There are reasons for observing the sabbath attached to the various commands that we
should notice. The first passage is that which occurs in the ten commandments. The
reason given there for sabbath observance is that the Lord, after the six days' creation,
"rested the seventh day; wherefore the Lord blessed the sabbath day and hallowed it."
So long as Israel observed the sabbath day, they were a witness to the God of creation,
and the creation narrative of Gen. 1: and 2:
In Exod. 23: 12 the sabbath is enjoined so that ox, ass and servant may be
refreshed. The words are echoed in Exod. 31: 17:--
"For in six days the Lord made heaven and earth, and on the seventh day He rested,
and was refreshed."
The word "refreshed" is naphas, and could almost be translated "had time to breathe".
We do not entertain the thought that the mighty Creator becomes weary with work, but it
is helpful to see how He stoops to the needs of the creatures made in His image.

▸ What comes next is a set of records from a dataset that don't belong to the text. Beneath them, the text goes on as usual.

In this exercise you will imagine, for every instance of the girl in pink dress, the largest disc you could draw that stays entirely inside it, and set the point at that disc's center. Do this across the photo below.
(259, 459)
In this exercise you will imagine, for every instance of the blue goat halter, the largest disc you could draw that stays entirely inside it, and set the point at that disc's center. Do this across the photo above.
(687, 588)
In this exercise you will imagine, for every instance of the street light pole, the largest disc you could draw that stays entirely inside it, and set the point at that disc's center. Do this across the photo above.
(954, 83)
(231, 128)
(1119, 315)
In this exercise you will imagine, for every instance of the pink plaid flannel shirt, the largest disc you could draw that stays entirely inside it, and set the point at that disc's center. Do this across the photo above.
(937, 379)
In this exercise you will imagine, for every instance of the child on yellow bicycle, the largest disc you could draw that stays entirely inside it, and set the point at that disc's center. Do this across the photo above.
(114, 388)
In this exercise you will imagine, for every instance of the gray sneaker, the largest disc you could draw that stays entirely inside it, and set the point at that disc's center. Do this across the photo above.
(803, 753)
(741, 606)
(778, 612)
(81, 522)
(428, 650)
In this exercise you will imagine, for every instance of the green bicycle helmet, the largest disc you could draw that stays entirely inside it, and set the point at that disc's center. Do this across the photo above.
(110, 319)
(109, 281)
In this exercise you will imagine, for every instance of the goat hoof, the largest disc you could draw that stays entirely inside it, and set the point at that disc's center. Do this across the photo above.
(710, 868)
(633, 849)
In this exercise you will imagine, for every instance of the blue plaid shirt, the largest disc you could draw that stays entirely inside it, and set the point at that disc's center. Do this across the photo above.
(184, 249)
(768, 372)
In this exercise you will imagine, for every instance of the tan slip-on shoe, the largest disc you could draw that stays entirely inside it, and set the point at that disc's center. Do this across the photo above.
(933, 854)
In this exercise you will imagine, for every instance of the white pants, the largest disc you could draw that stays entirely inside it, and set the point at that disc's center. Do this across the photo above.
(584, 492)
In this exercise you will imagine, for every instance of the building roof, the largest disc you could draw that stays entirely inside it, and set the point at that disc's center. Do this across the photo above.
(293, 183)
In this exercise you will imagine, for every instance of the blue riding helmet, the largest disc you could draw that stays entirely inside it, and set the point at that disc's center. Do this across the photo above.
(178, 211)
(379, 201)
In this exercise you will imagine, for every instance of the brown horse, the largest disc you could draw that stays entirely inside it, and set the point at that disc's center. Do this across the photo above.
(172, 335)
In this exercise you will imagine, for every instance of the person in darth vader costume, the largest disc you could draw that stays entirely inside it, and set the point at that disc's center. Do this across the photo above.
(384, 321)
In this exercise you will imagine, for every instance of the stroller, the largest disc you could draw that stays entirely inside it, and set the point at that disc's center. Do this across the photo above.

Attached to the command to keep the sabbath is a reminder that Israel was once a
servant in the land of bondage, so that the institution of the day showed God's mercy to
Israel and His concern for others (Deut. 5: 12-15). Reverence for the sanctuary of God,
also, was associated with the sabbath (Lev. 23: 32). Though shrouded in type and
symbol, the sabbath, nevertheless, was an opportunity of experiencing and expressing
something of the grace of God:--
"If thou turn away thy foot from the sabbath, from doing thy pleasure on My holy day;
and call the sabbath a delight, the holy of the Lord; and shalt honour Him, not doing
thine own ways, nor finding thine own pleasure, nor speaking thine own words"
(Isa. 58: 13)
Both the true spirit of the sabbath, and the false representation of it, as it had become
by the tradition of the elders, are very vividly brought to view in the Gospels. When the
disciples plucked a few ears of corn, and rubbed them in their hands, they broke the
sabbath according to the tradition of the Pharisees. Of course reaping and threshing on
the sabbath were forbidden by the law, but these formalists taught that to pluck an ear of
corn was "reaping", and to rub it in the hand was "threshing", even as walking on grass
was a species of threshing!
The persecution of the Lord, and the crucifixion itself, may be traced to His attitude
toward the sabbath day:--
"Therefore did the Jews persecute Jesus, and sought to slay Him because He had done
these things on the sabbath day" (John 5: 16).